VLA-OS: Structuring and Dissecting Planning Representations and Paradigms in Vision-Language-Action Models
📝Paper | 🌍Project Page | 🤗Model | 🛢️Data
VLA-OS is a unified framework for planning representations and paradigms research in vision-language-action (VLA) models. Specifically, VLA-OS offers the following features:
-
🏗️ Advanced VLA Designs
VLA-OS integrates multiple cutting-edge VLA design elements, including support for multi-view historical inputs, action chunking, a separate action head, block-wise causal attention for extracting visual-language model (VLM) features, and support for both L1 loss and flow-matching loss within a single network architecture. -
🔗 Modular, Scalable VLM Backbone
VLA-OS is agnostic to the choice of large-language or visual-language models: any Hugging Face LLM/VLM can be employed. Our paper presents model-scalability experiments on the same LLM model architecture (Qwen2.5) with only different number of parameters. -
🛠️ Composable Planning Heads for Different Planning Representations
A suite of composable planning heads is provided for different task planning representations: language reasoning, visual reasoning, and image foresight reasoning. Each of them can be seamlessly attached to the VLM backbone. -
🔄 Different Planning Paradigms
Using a unified codebase, VLA-OS implements three planning paradigms: Action-Only VLA, Integrated VLA, and Hierarchical VLA, enabling flexible exploration of planning strategies.

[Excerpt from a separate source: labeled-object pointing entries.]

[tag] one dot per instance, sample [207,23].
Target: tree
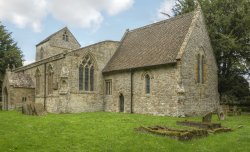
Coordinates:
[228,25]
[9,52]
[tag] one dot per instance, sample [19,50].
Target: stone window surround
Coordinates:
[200,73]
[84,62]
[143,78]
[38,80]
[65,36]
[108,87]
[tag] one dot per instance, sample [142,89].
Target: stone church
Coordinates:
[165,68]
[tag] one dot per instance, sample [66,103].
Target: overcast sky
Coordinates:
[91,21]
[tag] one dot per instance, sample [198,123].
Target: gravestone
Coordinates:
[33,109]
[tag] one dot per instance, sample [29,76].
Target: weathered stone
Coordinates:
[207,117]
[173,87]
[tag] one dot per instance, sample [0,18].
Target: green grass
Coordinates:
[101,131]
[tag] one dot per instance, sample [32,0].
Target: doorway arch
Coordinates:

This repo is an official PyTorch implementation of VLA-OS, containing:
- 🛠️VLA-OS model implementation.
- 🤗Dataset of VLA-OS of LIBERO, The Colosseum, FurnitureBench, DexArt, PerAct2, and Real-World Deformable Object Manipulation tasks.
- 🤗Checkpoint of VLA-OS.
- 📈Training scripts (with DeepSpeed Accelerator for VLA and FSDP for VLM).

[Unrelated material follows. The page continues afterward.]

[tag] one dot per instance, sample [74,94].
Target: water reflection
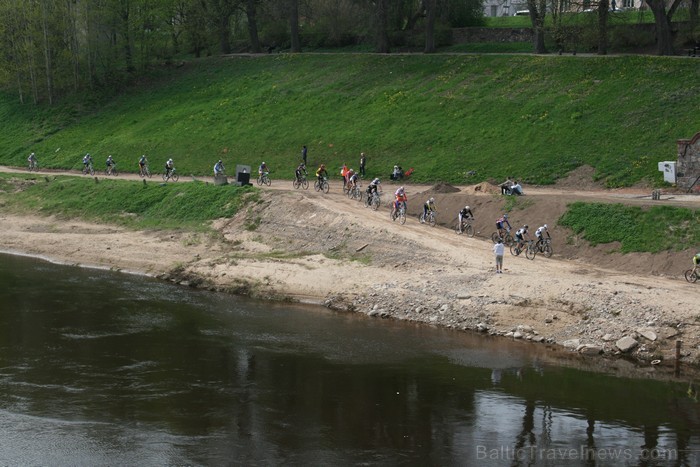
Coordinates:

- 🤖Data transformation scripts for your own dataset.
- 🕹️Planning Data Labeling scripts for your custom dataset.
The following guides include the installation, VLM Pretraining, VLA Training, and Training on your own dataset.
- [2025/06/24] 🔥 Training Code released!
[] Add training code for continual learning [] Add evaluation code
This installation is for NVIDIA A100 80G with cuda 12.6.
# Clone this repo
git clone git@github.com:HeegerGao/VLA-OS.git
# Create a Conda environment
conda create -n vla python=3.10
conda activate vla
# Install PyTorch
pip3 install torch torchvision torchaudio
# Install LIBERO
git clone https://github.com/Lifelong-Robot-Learning/LIBERO.git
cd LIBERO
pip install -r requirements.txt
pip install -e .
# Install dlimp
git clone https://github.com/kvablack/dlimp
cd dlimp
pip install -e .
# Install Flash Attention
pip install flash-attn --no-build-isolation
# Install other prequisites
pip install -r requirements.txt
- Download the llava-v1.5-instruct Dataset
You can download it according to the Prismatic-VLMs instruction. Then move the unzipped dataset folder:
cd VLA-OS
mkdir dataset
mv YOUR_llava-v1.5-instruct_FOLDER dataset
- Train the VLM
bash commands/pertrain_vlm.sh --config=config/train_vlm.yaml
If you do not want to train the VLM by yourself, you can directly download the pretrained VLM checkpoint here.
-
Put your pretrained VLM checkpoint under
runs/qwen25-dinosiglip-224px+0_5b+stage-finetune+x42/checkpoints/latest-checkpoint.pt
. -
Download pretrained VAE (infinity_vae_d32reg.pth) for Image Foresight Planning from here.
-
Download the training datasets from our huggingface dataset repo.
-
Run the training script with the corresponding config. For example, train Integrated VLA on LIBERO-10:
bash commands/train_vla.sh --config=config/libero/libero_10/train_integrated_vla.yaml
Note if you want to train the Hierarchical VLA, you should first train a Integrated VLA to get the high-level checkpoint, and then train the low-level action head with it. Please refer to our paper for more details.
Please refer to this repo for more instructions.
If you find our work helpful, please cite us:
@article{gao2025vlaos,
title = {VLA-OS: Structuring and Dissecting Planning Representations and Paradigms in Vision-Language-Action Models},
author = {Gao, Chongkai and Liu, Zixuan and Chi, Zhenghao and Huang, Junshan and Fei, Xin and Hou, Yiwen and Zhang, Yuxuan and Lin, Yudi and Fang, Zhirui and Jiang, Zeyu and Shao, Lin},
journal = {arXiv preprint arXiv:2506.17561},
year = {2025},
url = {https://arxiv.org/abs/2506.17561}
}
Thank you!
All the code, model weights, and data are licensed under MIT license.